Personal information
- Full name: Meg Rodrigues Vitorino Emmerich
- Born: 23 October 1986 (age 39) São Paulo, Brazil
- Occupation: Judoka

Sport
- Country: Brazil
- Sport: Para judo
- Weight class: +70 kg

Medal record
Women's para judo
Representing Brazil
Paralympic Games
| Bronze medal – third place | 2020 Tokyo | +70 kg |
World Championships
| Bronze medal – third place | 2022 Baku | +70 kg |
| Bronze medal – third place | 2018 Lisbon | +70 kg |
Parapan American Games
| Gold medal – first place | 2019 Lima | +70 kg |
| Silver medal – second place | 2023 Santiago | +70 kg |
Pan American Championships
| Silver medal – second place | 2018 Calgary | +70 kg |

Profile at external databases
- IJF: 65028
- JudoInside.com: 121936

= Meg Emmerich =

Brazilian para judoka (born 1986)

Meg Rodrigues Vitorino Emmerich (born 23 October 1986) is a Brazilian para judoka.

==Early life==
Emmerich was born in São Paulo, capital of the state of São Paulo, in 1986. She was born with optic nerve atrophy, a hereditary disease that causes vision loss.
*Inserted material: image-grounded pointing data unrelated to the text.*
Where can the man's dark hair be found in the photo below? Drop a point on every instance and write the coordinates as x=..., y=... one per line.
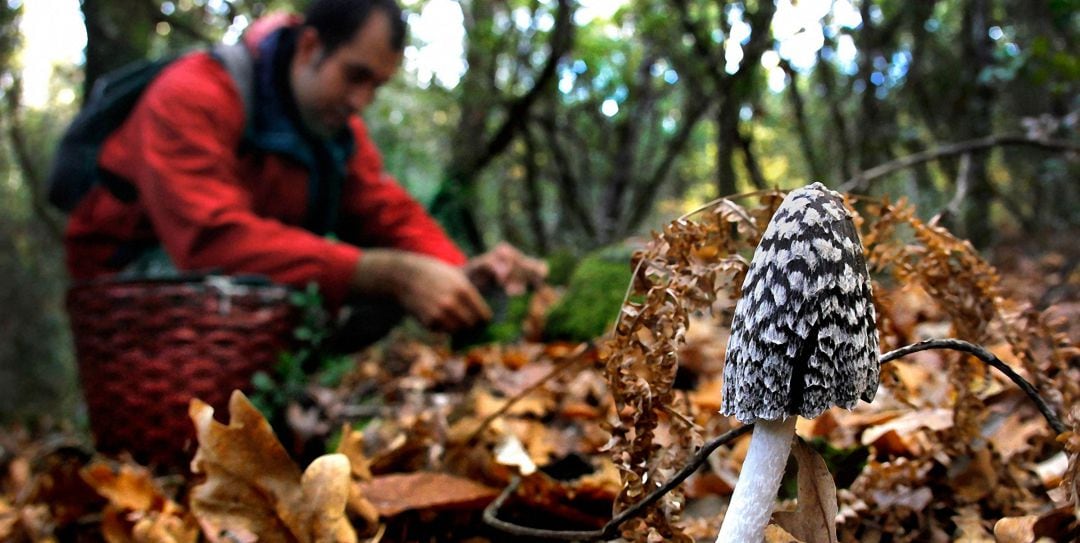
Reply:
x=338, y=21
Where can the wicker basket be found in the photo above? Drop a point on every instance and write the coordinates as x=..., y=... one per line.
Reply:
x=146, y=348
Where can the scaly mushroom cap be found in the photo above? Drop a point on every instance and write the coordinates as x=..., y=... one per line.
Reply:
x=804, y=336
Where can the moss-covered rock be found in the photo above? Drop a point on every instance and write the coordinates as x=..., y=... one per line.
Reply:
x=593, y=297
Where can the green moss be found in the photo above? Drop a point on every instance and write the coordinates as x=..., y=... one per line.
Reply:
x=561, y=265
x=593, y=297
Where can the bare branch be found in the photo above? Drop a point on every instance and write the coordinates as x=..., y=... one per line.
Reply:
x=859, y=182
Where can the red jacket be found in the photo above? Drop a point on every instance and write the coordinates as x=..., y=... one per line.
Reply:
x=213, y=207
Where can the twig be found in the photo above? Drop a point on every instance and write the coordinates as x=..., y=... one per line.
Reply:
x=577, y=356
x=858, y=182
x=990, y=360
x=611, y=528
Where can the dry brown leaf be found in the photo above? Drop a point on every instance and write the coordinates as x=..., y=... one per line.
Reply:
x=1015, y=433
x=814, y=519
x=8, y=519
x=970, y=527
x=393, y=494
x=253, y=488
x=352, y=446
x=1015, y=529
x=131, y=488
x=973, y=477
x=774, y=533
x=138, y=511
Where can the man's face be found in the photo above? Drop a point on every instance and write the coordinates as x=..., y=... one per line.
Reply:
x=328, y=89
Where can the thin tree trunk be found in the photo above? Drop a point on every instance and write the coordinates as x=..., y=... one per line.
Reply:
x=801, y=124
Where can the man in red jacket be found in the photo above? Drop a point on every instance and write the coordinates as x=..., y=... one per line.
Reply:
x=258, y=192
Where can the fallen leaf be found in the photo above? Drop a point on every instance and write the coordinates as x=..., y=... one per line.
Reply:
x=1015, y=433
x=814, y=519
x=393, y=494
x=130, y=488
x=352, y=446
x=774, y=533
x=970, y=527
x=253, y=488
x=138, y=511
x=973, y=477
x=1015, y=529
x=8, y=519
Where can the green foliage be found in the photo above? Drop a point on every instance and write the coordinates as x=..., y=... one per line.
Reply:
x=308, y=362
x=508, y=316
x=844, y=463
x=592, y=299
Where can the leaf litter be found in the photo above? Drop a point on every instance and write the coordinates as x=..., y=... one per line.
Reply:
x=427, y=437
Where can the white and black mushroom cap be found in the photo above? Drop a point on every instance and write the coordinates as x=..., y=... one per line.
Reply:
x=804, y=336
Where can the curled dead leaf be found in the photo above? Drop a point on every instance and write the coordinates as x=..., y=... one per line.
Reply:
x=253, y=488
x=814, y=519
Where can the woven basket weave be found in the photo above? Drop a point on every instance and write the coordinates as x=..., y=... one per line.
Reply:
x=146, y=348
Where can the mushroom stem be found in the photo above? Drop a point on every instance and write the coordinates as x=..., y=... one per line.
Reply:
x=758, y=482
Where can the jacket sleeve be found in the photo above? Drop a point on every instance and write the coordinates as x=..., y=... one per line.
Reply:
x=378, y=212
x=189, y=125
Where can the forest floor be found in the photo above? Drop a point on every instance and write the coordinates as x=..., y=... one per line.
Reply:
x=421, y=438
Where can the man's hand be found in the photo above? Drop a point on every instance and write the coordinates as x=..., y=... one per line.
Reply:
x=437, y=294
x=508, y=268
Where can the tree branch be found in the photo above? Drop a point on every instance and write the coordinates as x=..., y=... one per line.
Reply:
x=858, y=184
x=562, y=38
x=988, y=358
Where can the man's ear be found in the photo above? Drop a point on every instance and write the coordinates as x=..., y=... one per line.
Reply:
x=309, y=48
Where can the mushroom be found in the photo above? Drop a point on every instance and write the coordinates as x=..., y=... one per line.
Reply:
x=804, y=339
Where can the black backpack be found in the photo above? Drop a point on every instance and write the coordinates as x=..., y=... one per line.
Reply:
x=75, y=167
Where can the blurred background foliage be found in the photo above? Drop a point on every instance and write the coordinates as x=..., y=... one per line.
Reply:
x=564, y=132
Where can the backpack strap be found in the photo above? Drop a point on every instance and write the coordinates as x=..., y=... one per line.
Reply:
x=240, y=64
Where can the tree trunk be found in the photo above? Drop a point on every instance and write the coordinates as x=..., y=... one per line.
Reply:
x=977, y=55
x=118, y=32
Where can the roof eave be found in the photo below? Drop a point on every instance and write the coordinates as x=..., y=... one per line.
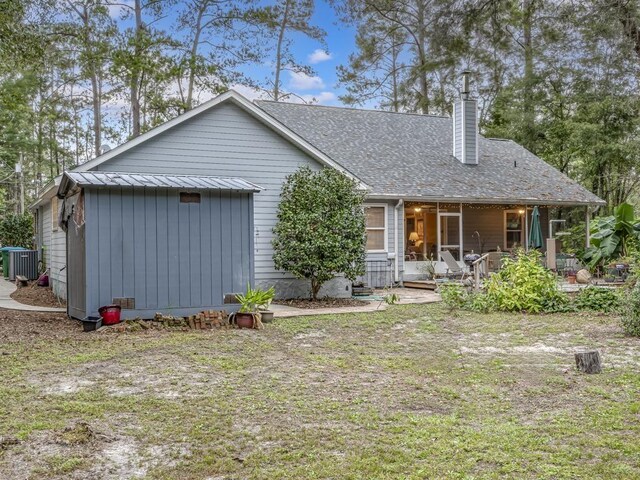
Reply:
x=497, y=201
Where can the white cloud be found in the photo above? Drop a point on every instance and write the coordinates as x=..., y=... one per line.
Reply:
x=249, y=92
x=302, y=81
x=321, y=98
x=118, y=8
x=319, y=55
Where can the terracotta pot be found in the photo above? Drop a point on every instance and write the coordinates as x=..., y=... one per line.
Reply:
x=245, y=320
x=267, y=316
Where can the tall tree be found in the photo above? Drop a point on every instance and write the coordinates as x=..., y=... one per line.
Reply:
x=282, y=19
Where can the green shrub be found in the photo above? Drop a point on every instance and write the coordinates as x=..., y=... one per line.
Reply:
x=525, y=285
x=17, y=231
x=631, y=312
x=479, y=302
x=598, y=299
x=320, y=231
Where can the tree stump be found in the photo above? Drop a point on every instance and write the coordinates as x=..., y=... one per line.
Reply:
x=589, y=362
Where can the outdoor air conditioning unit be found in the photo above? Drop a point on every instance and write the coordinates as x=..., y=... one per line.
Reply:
x=24, y=263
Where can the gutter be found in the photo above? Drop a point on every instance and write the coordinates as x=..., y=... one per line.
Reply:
x=503, y=201
x=396, y=247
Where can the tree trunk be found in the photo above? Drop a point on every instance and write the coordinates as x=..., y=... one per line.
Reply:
x=134, y=83
x=283, y=28
x=588, y=362
x=194, y=56
x=315, y=288
x=423, y=101
x=95, y=89
x=528, y=103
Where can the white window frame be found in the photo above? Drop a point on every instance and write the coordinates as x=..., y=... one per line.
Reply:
x=385, y=228
x=460, y=245
x=55, y=206
x=522, y=227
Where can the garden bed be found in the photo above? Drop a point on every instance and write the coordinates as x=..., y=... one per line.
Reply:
x=321, y=303
x=32, y=294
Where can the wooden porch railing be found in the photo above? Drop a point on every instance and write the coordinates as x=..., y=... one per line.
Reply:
x=476, y=270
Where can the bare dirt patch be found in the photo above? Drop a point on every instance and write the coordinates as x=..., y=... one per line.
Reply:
x=322, y=397
x=32, y=294
x=322, y=303
x=17, y=325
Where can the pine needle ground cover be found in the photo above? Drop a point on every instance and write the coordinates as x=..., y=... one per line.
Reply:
x=413, y=392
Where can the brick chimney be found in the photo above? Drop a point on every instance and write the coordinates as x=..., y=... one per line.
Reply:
x=465, y=125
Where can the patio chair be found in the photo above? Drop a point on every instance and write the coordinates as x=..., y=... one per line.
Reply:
x=453, y=269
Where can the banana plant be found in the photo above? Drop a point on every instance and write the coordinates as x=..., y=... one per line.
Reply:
x=612, y=236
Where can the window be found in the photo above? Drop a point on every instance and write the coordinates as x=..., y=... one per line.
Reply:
x=513, y=228
x=54, y=213
x=189, y=197
x=376, y=218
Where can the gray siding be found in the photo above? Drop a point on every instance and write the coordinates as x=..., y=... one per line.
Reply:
x=53, y=249
x=169, y=256
x=225, y=141
x=378, y=260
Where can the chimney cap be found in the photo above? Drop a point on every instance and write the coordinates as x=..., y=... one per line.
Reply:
x=464, y=92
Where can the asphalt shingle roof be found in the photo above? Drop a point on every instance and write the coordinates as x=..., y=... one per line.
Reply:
x=409, y=156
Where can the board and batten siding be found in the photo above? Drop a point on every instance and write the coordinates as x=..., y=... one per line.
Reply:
x=169, y=256
x=227, y=142
x=53, y=255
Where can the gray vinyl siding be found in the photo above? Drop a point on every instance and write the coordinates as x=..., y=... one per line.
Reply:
x=53, y=250
x=390, y=231
x=173, y=257
x=225, y=141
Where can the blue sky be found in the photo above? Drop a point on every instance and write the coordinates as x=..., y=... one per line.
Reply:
x=319, y=88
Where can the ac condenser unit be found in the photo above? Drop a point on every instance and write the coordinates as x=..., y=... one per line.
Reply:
x=24, y=263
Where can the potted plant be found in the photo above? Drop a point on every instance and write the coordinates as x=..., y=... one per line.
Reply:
x=251, y=303
x=265, y=302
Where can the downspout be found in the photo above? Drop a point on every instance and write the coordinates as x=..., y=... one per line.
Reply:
x=396, y=247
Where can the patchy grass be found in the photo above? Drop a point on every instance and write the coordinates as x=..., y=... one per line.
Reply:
x=412, y=392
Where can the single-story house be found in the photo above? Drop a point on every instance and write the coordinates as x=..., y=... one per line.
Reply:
x=433, y=184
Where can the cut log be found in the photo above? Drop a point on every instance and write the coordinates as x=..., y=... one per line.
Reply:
x=589, y=362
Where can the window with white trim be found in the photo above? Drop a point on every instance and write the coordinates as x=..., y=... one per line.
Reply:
x=376, y=220
x=54, y=213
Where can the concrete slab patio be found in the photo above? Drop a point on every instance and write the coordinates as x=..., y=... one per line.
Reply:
x=407, y=296
x=7, y=288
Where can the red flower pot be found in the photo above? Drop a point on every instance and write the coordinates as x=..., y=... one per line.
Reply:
x=110, y=314
x=245, y=320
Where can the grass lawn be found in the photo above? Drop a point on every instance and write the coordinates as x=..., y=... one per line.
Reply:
x=413, y=392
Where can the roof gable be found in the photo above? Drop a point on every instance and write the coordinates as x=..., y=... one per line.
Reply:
x=225, y=98
x=410, y=156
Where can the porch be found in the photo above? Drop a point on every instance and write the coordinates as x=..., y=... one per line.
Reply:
x=462, y=228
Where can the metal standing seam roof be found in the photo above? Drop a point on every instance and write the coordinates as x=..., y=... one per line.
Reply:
x=136, y=180
x=402, y=155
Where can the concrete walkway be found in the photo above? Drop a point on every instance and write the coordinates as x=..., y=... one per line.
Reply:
x=7, y=288
x=407, y=296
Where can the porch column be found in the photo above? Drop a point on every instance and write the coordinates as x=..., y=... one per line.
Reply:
x=526, y=229
x=587, y=221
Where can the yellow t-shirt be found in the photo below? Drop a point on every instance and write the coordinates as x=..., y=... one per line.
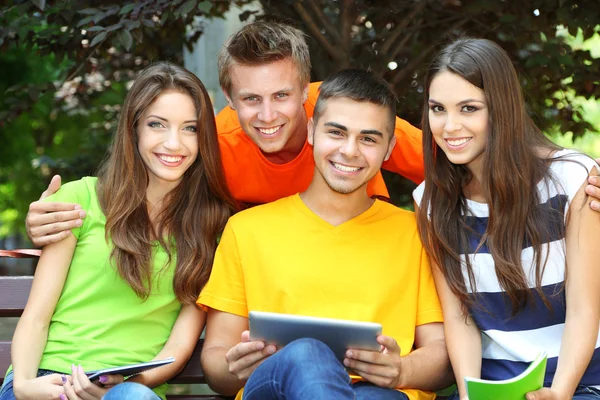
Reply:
x=281, y=257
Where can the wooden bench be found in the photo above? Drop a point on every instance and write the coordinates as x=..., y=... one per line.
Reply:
x=14, y=291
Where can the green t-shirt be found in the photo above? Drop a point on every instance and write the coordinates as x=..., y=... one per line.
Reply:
x=99, y=321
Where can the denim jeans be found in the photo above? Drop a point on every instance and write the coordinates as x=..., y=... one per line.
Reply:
x=6, y=392
x=308, y=369
x=582, y=393
x=130, y=390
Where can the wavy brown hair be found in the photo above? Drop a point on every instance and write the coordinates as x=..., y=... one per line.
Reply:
x=513, y=164
x=194, y=213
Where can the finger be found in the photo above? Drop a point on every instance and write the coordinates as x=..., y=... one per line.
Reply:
x=52, y=187
x=245, y=336
x=69, y=390
x=361, y=367
x=110, y=380
x=81, y=384
x=52, y=206
x=242, y=349
x=368, y=356
x=377, y=380
x=40, y=220
x=49, y=239
x=390, y=344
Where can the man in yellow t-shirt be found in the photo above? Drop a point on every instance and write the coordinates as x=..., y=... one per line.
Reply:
x=330, y=251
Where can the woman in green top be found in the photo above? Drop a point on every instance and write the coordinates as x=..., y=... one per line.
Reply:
x=121, y=289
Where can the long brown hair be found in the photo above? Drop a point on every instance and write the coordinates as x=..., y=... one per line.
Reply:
x=512, y=167
x=194, y=213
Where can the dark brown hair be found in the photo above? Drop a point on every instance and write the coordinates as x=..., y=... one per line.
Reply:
x=194, y=213
x=361, y=86
x=512, y=166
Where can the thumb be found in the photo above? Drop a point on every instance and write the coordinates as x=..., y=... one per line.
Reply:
x=245, y=336
x=52, y=187
x=389, y=343
x=110, y=380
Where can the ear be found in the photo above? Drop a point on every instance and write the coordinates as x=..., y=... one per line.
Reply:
x=305, y=94
x=229, y=101
x=390, y=148
x=310, y=127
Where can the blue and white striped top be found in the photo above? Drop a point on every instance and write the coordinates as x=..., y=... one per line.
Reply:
x=509, y=344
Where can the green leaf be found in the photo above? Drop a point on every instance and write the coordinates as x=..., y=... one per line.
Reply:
x=127, y=9
x=41, y=4
x=96, y=28
x=98, y=38
x=186, y=7
x=205, y=6
x=126, y=39
x=85, y=21
x=89, y=11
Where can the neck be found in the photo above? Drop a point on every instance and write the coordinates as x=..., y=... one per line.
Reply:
x=333, y=207
x=474, y=189
x=293, y=147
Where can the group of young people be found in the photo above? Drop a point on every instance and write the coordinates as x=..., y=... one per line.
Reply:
x=496, y=265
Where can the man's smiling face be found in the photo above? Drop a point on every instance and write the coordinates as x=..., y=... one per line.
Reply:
x=350, y=142
x=269, y=102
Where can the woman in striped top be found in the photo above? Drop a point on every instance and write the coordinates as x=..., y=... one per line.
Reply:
x=504, y=217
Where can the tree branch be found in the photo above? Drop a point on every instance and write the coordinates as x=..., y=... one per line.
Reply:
x=401, y=75
x=347, y=19
x=325, y=22
x=316, y=33
x=393, y=36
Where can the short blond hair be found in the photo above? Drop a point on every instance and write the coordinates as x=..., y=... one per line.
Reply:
x=261, y=43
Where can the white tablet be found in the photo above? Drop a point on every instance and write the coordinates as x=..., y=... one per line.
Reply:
x=338, y=334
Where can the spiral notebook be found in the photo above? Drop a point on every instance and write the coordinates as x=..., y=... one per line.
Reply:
x=129, y=370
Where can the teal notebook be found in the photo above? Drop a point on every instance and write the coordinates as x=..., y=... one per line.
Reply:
x=510, y=389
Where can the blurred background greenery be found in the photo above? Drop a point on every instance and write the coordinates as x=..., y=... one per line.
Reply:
x=66, y=66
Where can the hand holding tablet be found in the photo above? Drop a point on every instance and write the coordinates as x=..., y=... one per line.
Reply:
x=338, y=334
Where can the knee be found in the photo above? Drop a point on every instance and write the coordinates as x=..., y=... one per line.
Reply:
x=130, y=390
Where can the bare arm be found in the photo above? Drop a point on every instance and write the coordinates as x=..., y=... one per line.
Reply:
x=48, y=222
x=181, y=343
x=593, y=190
x=31, y=334
x=428, y=366
x=582, y=296
x=227, y=362
x=463, y=337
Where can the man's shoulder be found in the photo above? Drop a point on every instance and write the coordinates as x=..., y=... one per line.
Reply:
x=388, y=210
x=263, y=213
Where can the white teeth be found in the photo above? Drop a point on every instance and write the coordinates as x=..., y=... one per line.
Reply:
x=170, y=158
x=269, y=131
x=345, y=168
x=457, y=142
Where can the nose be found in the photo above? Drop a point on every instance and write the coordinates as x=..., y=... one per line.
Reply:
x=267, y=112
x=349, y=148
x=452, y=123
x=172, y=139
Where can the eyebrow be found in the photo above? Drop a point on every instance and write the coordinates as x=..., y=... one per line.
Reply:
x=245, y=93
x=363, y=132
x=460, y=103
x=166, y=120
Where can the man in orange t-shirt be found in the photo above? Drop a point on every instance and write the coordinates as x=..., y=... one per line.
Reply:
x=264, y=70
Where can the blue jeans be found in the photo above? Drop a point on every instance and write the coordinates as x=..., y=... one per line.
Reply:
x=582, y=393
x=6, y=392
x=308, y=369
x=130, y=390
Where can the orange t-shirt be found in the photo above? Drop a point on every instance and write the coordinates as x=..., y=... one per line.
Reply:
x=252, y=179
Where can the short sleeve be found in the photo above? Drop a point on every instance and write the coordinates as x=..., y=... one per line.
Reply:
x=225, y=290
x=428, y=309
x=76, y=192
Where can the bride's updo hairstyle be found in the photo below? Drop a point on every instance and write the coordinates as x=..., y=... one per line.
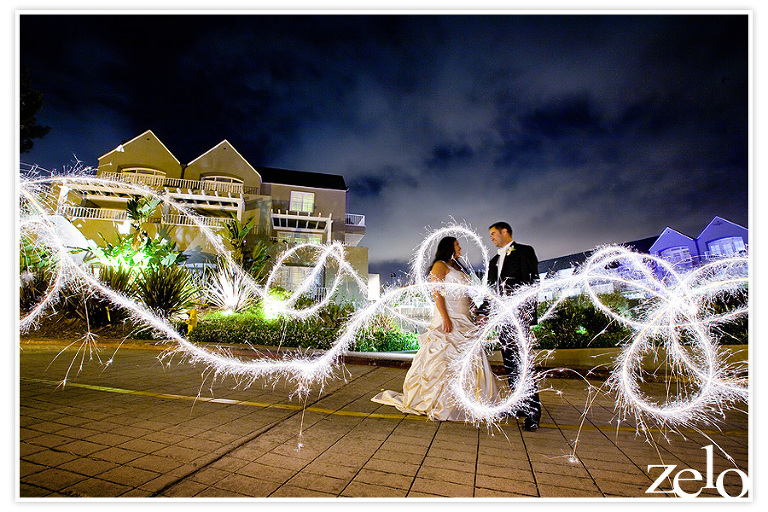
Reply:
x=445, y=252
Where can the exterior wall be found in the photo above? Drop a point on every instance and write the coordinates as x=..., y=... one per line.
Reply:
x=357, y=257
x=146, y=150
x=717, y=229
x=670, y=238
x=223, y=160
x=327, y=202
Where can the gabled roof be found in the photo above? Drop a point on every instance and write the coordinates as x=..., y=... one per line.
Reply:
x=302, y=178
x=225, y=144
x=719, y=220
x=149, y=133
x=669, y=232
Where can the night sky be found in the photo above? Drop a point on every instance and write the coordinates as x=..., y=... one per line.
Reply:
x=579, y=130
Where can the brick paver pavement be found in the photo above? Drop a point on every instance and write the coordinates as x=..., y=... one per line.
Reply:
x=139, y=428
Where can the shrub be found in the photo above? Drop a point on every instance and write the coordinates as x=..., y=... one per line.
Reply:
x=35, y=264
x=577, y=323
x=734, y=331
x=318, y=332
x=385, y=335
x=92, y=307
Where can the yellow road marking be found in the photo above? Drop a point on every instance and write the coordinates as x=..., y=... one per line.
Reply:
x=227, y=401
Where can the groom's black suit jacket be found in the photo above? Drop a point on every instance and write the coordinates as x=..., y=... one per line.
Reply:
x=521, y=267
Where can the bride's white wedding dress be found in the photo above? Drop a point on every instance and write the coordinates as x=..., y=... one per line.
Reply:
x=427, y=386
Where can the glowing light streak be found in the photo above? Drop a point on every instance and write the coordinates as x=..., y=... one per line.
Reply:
x=676, y=321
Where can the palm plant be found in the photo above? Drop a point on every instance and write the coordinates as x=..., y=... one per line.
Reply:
x=236, y=232
x=139, y=211
x=230, y=291
x=169, y=291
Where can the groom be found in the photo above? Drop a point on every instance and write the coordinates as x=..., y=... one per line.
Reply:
x=514, y=265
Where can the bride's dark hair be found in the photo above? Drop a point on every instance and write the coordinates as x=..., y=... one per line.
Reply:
x=445, y=252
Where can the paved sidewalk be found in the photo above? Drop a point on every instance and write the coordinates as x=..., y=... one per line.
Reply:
x=138, y=428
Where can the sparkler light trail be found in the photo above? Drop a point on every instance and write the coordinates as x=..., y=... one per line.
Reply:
x=675, y=326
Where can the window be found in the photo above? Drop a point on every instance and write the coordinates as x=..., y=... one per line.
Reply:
x=727, y=246
x=302, y=202
x=292, y=277
x=676, y=254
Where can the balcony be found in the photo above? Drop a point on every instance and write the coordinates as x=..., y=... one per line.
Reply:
x=80, y=212
x=354, y=219
x=235, y=189
x=110, y=214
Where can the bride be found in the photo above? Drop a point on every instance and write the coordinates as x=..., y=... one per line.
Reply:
x=427, y=387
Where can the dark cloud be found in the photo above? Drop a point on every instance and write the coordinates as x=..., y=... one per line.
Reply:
x=578, y=129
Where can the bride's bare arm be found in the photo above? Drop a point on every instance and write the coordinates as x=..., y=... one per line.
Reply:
x=437, y=275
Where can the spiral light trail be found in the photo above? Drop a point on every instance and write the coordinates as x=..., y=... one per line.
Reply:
x=676, y=326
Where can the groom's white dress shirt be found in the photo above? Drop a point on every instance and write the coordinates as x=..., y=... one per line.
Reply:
x=502, y=254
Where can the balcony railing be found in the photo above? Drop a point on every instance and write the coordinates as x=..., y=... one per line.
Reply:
x=161, y=181
x=81, y=212
x=184, y=220
x=355, y=219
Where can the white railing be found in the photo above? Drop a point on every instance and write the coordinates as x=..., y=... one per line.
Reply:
x=82, y=212
x=354, y=219
x=184, y=220
x=161, y=181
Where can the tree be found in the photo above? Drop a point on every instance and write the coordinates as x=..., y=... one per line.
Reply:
x=236, y=232
x=31, y=102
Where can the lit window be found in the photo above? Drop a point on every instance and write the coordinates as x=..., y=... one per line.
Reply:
x=303, y=202
x=292, y=277
x=143, y=171
x=222, y=179
x=676, y=254
x=299, y=238
x=727, y=246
She moved to Maringá, a city in the interior of the state of Paraná.

==Judo career==
In 2018, Emmerich competed in two championships representing Brazil. The first was the Pan American Adaptive Judo Championships, held in Calgary, Canada, where she won the silver medal in the +70 kg category. In Lisbon, Portugal, she won the bronze medal for her category at the IBSA Judo World Championships, after losing to South Korean Park Ha-yeong.

Emmerich was part of the Brazilian delegation, to participate in the 2019 Parapan American Games, held in Lima, Peru. She secured gold for Brazil, in the +70 kg category. Due to her victorious performance, she was elected the best judo athlete at the 2019 Paralympic Awards, held by the Brazilian Paralympic Committee (CPB).

Emmerich represented Brazil again, this time, at the 2020 Summer Paralympics, held in 2021 due to the COVID-19 pandemic, in Tokyo, Japan. She won the bronze medal, defeating Mongolian Altantsetseg Nyamaa, in the +70 kg category.

In 2022, Emmerich participated in the World Championships, in Baku, Azerbaijan. In the competition, she won bronze in her category.